Introduction: Dual stress challenges combine the stress of exercise with additional psychological stresses. Under many circumstances, such as military training, these stresses are inseparable. The dual stress challenge provides an appropriate model to look at neuroendocrine changes with exercise, under “real-life” circumstances. The endocrine part of this response to exercise and stress has been well documented, but the effects of these stimuli on the immune system are still being elucidated. Conventional understanding of exercise immunology says that exercise has an immunosuppressive effect. However, as the body of literature grows, this belief has come into question, as more information regarding the migration of immune cells from blood to tissue has become available.
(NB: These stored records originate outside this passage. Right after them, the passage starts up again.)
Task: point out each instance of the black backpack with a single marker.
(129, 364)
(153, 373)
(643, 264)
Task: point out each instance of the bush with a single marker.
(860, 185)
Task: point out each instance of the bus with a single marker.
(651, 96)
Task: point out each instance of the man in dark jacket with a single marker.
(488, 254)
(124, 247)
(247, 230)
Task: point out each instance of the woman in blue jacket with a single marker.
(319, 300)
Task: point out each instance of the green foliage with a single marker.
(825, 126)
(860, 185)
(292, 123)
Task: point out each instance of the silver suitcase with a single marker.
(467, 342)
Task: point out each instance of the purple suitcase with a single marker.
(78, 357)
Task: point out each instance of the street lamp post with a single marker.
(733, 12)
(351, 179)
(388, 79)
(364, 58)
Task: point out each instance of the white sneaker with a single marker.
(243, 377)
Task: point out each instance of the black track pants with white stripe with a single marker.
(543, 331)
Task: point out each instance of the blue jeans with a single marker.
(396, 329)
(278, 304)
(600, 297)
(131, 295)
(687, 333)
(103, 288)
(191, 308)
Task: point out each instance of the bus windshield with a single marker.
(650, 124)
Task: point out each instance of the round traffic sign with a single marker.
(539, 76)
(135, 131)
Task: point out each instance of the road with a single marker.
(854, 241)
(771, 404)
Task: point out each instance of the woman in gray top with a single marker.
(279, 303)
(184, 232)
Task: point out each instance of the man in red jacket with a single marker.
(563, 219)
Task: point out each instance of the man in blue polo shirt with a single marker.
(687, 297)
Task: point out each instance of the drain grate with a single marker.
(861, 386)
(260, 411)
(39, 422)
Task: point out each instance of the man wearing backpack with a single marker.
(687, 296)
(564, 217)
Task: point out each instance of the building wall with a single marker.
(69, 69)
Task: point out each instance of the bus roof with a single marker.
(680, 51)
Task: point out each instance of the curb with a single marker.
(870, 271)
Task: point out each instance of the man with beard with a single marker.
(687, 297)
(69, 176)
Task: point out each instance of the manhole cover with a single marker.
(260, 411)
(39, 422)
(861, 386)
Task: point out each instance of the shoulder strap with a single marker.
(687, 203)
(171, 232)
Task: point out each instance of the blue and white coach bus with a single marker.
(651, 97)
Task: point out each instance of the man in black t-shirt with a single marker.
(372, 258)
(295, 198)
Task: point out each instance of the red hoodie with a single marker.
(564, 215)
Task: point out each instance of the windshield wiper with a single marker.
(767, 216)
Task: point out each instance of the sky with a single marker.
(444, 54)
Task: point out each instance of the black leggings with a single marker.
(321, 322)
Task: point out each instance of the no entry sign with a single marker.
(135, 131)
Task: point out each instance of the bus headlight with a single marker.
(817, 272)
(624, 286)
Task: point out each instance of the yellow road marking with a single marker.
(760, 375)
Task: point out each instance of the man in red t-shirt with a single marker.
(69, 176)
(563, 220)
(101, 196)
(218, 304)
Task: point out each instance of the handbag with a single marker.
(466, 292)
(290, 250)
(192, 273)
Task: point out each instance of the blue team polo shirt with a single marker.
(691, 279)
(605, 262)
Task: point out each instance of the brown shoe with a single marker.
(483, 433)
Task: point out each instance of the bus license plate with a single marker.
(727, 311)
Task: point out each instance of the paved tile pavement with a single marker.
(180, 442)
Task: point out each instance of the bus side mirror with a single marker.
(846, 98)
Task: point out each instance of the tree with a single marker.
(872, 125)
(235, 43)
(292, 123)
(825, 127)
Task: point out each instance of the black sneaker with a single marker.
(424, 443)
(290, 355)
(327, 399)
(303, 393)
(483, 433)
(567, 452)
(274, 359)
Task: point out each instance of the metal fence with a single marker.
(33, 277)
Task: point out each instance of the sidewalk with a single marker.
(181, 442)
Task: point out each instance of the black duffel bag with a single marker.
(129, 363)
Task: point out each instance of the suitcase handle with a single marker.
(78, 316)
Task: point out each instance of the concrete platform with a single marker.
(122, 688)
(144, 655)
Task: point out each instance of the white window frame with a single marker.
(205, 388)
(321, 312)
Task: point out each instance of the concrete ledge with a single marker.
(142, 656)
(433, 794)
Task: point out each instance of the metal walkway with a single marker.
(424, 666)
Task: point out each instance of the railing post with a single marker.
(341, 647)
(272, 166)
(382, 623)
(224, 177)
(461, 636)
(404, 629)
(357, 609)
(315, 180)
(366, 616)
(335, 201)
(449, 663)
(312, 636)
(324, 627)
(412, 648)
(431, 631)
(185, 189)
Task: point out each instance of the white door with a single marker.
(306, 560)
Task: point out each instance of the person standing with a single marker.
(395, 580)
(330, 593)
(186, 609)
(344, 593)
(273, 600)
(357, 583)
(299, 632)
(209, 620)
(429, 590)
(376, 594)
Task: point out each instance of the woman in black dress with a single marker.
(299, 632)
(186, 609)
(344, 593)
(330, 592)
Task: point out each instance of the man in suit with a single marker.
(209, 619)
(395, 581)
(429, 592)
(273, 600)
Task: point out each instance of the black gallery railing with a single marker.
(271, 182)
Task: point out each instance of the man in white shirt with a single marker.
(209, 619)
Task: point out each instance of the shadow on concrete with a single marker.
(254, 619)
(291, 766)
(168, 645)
Methods: Two experiments approached this question from different directions. The first study looked at alterations in whole immune cell populations in response to bouts of Marine Corps Martial Arts Training Program (MCMAP), using elevated and standard intensity training bouts to compare immunoendocrine responses between moderate and high intensity exercise. Blood was collected from nineteen female and thirty-six male volunteers from the United States Marine Corps at pre-, immediate-post, 15 min, 30 min, 45 min and 60 min post-exercise and sent off for analysis of immunoendocrine variables. The second study used RNA-sequencing to find differentially expressed genes (DEG) in CD4+ T-cells following exercise. Blood was drawn from six volunteers before and 20 min following a dual stress challenge. CD4+ T-cells were then isolated, and RNA was extracted to undergo RNA-sequencing. Ingenuity Pathway Analysis (IPA) was used to analyze the pathways most affected by these DEG. Conclusions: MCMAP training elicited similar immunoendocrine responses as have been shown in past dual stress challenge studies. RNA-sequencing identified a number of novel genes related to signaling pathways in CD4+ T-cells. Combined, these two studies tie together the innate and adaptive immune responses to exercise by combining changes in whole cell populations of innate and adaptive cells with intracellular signaling changes from CD4+ T-cells, which make up a large population of adaptive immune cells in the human body. This information provides a novel mechanism for CD4+ T-cell function with exercise and how this could play a role in overall immune function under these conditions.